23andMe lève 250 millions de dollars pour exploiter sa mine d'or génétique

23andMe, l’entreprise américaine de séquençage génétique, a levé la semaine dernière la somme de 250 millions de dollars auprès des investisseurs et assume son intention de développer une activité pharmaceutique.

23andMe, l’entreprise américaine de séquençage génétique, a levé la semaine dernière la somme de 250 millions de dollars auprès des investisseurs et assume son intention de développer une activité pharmaceutique.

Les investisseurs viennent de donner à Anne Wojcicki (CEO) les moyens de développer des solutions thérapeutiques au sein de la société 23andMe. Ce tour de table, mené par Sequoia, porte la valeur de l’entreprise à 1,75 milliards de dollars. L’activité historique de la société qui consiste à offrir des solutions de séquençage génétique aux particuliers produit une synergie particulièrement intéressante avec l’industrie pharmaceutique. 85% des deux millions de clients de 23andMe acceptant que les informations tirées de leur séquençage soient utilisées à des fins de recherche, elle dispose désormais d’une base de données génétiques conséquente. Son exploitation doit permettre d’identifier des cibles thérapeutiques novatrices. 

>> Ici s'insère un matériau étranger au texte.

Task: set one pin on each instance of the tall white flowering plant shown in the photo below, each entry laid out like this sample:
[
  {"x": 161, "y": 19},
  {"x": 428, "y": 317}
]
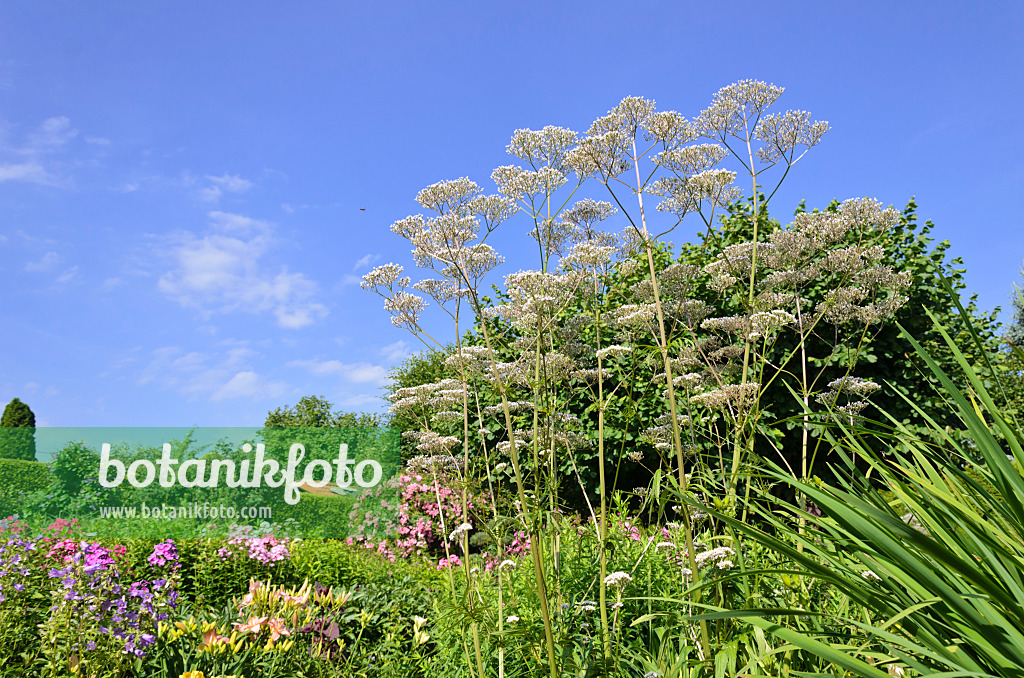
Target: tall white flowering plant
[{"x": 505, "y": 399}]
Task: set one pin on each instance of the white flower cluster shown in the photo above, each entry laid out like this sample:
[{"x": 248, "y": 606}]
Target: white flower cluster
[
  {"x": 464, "y": 527},
  {"x": 728, "y": 396},
  {"x": 720, "y": 554}
]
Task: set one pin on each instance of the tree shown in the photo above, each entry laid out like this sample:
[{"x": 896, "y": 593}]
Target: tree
[
  {"x": 314, "y": 423},
  {"x": 1015, "y": 333},
  {"x": 884, "y": 355},
  {"x": 17, "y": 436},
  {"x": 315, "y": 412}
]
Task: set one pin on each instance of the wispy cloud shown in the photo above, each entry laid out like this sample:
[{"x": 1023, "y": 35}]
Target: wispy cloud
[
  {"x": 32, "y": 161},
  {"x": 222, "y": 376},
  {"x": 355, "y": 373},
  {"x": 51, "y": 135},
  {"x": 46, "y": 263},
  {"x": 31, "y": 172},
  {"x": 399, "y": 350},
  {"x": 225, "y": 270},
  {"x": 249, "y": 384},
  {"x": 224, "y": 183},
  {"x": 67, "y": 276},
  {"x": 367, "y": 261}
]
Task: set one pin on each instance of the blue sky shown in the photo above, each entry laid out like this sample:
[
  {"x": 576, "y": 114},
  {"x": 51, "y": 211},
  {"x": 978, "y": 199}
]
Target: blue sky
[{"x": 182, "y": 185}]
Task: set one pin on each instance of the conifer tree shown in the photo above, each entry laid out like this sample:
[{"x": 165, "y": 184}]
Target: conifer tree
[{"x": 17, "y": 431}]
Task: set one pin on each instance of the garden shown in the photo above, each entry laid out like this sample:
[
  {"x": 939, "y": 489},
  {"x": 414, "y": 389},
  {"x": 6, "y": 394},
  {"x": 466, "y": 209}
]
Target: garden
[{"x": 781, "y": 450}]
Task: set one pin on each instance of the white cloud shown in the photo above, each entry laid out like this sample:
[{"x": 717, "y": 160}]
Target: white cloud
[
  {"x": 222, "y": 376},
  {"x": 356, "y": 373},
  {"x": 249, "y": 384},
  {"x": 31, "y": 172},
  {"x": 49, "y": 260},
  {"x": 51, "y": 135},
  {"x": 396, "y": 351},
  {"x": 68, "y": 274},
  {"x": 367, "y": 261},
  {"x": 220, "y": 184},
  {"x": 225, "y": 270},
  {"x": 31, "y": 161}
]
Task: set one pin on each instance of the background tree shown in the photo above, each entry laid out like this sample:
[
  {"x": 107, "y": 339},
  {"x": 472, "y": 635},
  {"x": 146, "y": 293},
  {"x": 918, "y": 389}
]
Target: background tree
[
  {"x": 1012, "y": 357},
  {"x": 314, "y": 422},
  {"x": 1015, "y": 332},
  {"x": 17, "y": 435}
]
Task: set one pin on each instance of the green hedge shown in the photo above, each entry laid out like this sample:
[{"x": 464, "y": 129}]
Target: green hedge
[
  {"x": 18, "y": 476},
  {"x": 318, "y": 515}
]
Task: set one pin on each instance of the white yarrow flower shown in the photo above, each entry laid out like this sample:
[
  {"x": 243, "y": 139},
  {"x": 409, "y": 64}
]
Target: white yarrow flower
[
  {"x": 617, "y": 579},
  {"x": 460, "y": 530}
]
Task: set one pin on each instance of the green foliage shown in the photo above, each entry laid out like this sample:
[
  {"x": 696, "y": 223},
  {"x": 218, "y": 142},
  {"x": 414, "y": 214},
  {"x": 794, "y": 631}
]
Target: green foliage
[
  {"x": 17, "y": 434},
  {"x": 885, "y": 355},
  {"x": 315, "y": 411},
  {"x": 879, "y": 353},
  {"x": 19, "y": 477},
  {"x": 422, "y": 368},
  {"x": 933, "y": 569}
]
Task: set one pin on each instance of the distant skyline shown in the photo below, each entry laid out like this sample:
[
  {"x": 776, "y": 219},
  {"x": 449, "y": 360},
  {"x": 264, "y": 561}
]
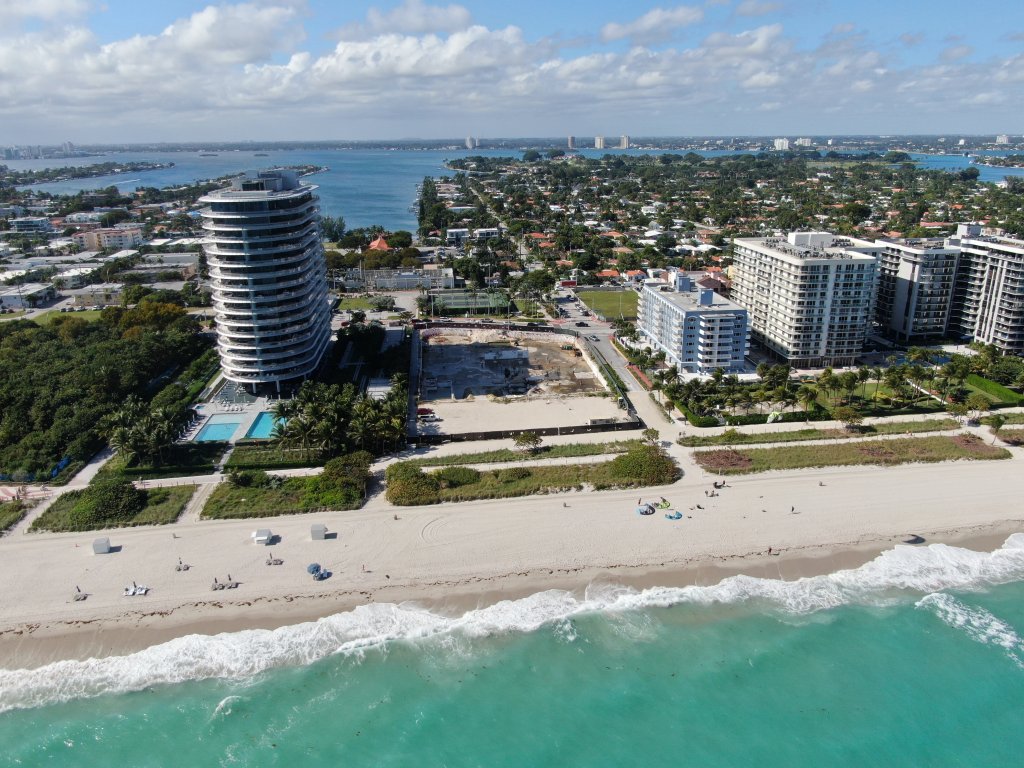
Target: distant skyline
[{"x": 303, "y": 70}]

23andMe a pu tirer un revenu important ces dernières années de partenariats avec des laboratoires pharmaceutiques comme Pfizer pour l’accès à ces données. Genentech a dû débourser pas moins de 60 millions de dollars pour cet accès. Elle travaille aussi en collaboration avec le monde académique et publie régulièrement des articles scientifiques dont le dernier en date, dans la prestigieuse revue Nature Genetics, identifie de nombreuses mutations corrélées avec la maladie de Parkinson jusque-là inconnues.

L’identification de caractéristiques génétiques propres à certaines pathologies doit désormais permettre à 23andMe de comprendre plus précisément les processus moléculaires sur lesquels elles reposent et de développer des méthodes thérapeutiques pour les contrecarrer. Sur le plan technique, il s’agit d’un gigantesque et extraordinairement complexe jeu des sept erreurs consistant à comparer le génome des sujets sains à celui de personnes malades. Une telle réalisation nécessite un nombre très important d’échantillons et 23andMe tire un avantage déterminant de son immense base de données. 

Un parcours semé d'embuches 

Si l’avenir semble plein de promesses pour l’entreprise californienne, il n’en a pas toujours été ainsi depuis sa création en 2006. Celle-ci a enduré un sérieux revers en 2013 lorsque la Food and Drug Administration lui a interdit de fournir des diagnostics à ses clients sur la base des séquençages à défaut d’avoir obtenu les autorisations adéquates et d’avoir fait la preuve de sa fiabilité. Elle a dû ainsi limiter son activité pendant plusieurs années aux services de séquençage brut et de généalogie. Le vent a tourné en avril 2017, lorsqu’elle s’est vue accorder l’autorisation, par une procédure accélérée, de signaler à ses clients leurs prédispositions pour dix pathologies différentes.

Demeurent pourtant des questions d’ordre éthique sur le fait de fournir de telles informations aux particuliers. Le cas d’Angelina Joli qui a eu recours à une double mastectomie après s’être découverte, par ce moyen, une prédisposition génétique au cancer du sein en est une fameuse illustration. Un système de santé peut-il supporter que des individus aient recours à des actes médicaux coûteux à la lumière d’un risque incertain ? De même, sur le plan personnel est-il souhaitable de révéler l'épée de Damoclès, source d’anxiété vaine ? Sergeï Brin, ex-mari d’Anne Wojcicki et co-fondateur de Google, est sans doute le mieux placé pour répondre à cette dernière question. Parmi les premiers utilisateurs de 23andme, il a appris qu’il portait une mutation le prédisposant à Parkinson. Interrogé sur le fait de savoir si en de pareilles circonstances l’ignorance n’était pas une bénédiction, il a répondu que la connaissance de son état lui permettait, au moins, d’essayer d’agir.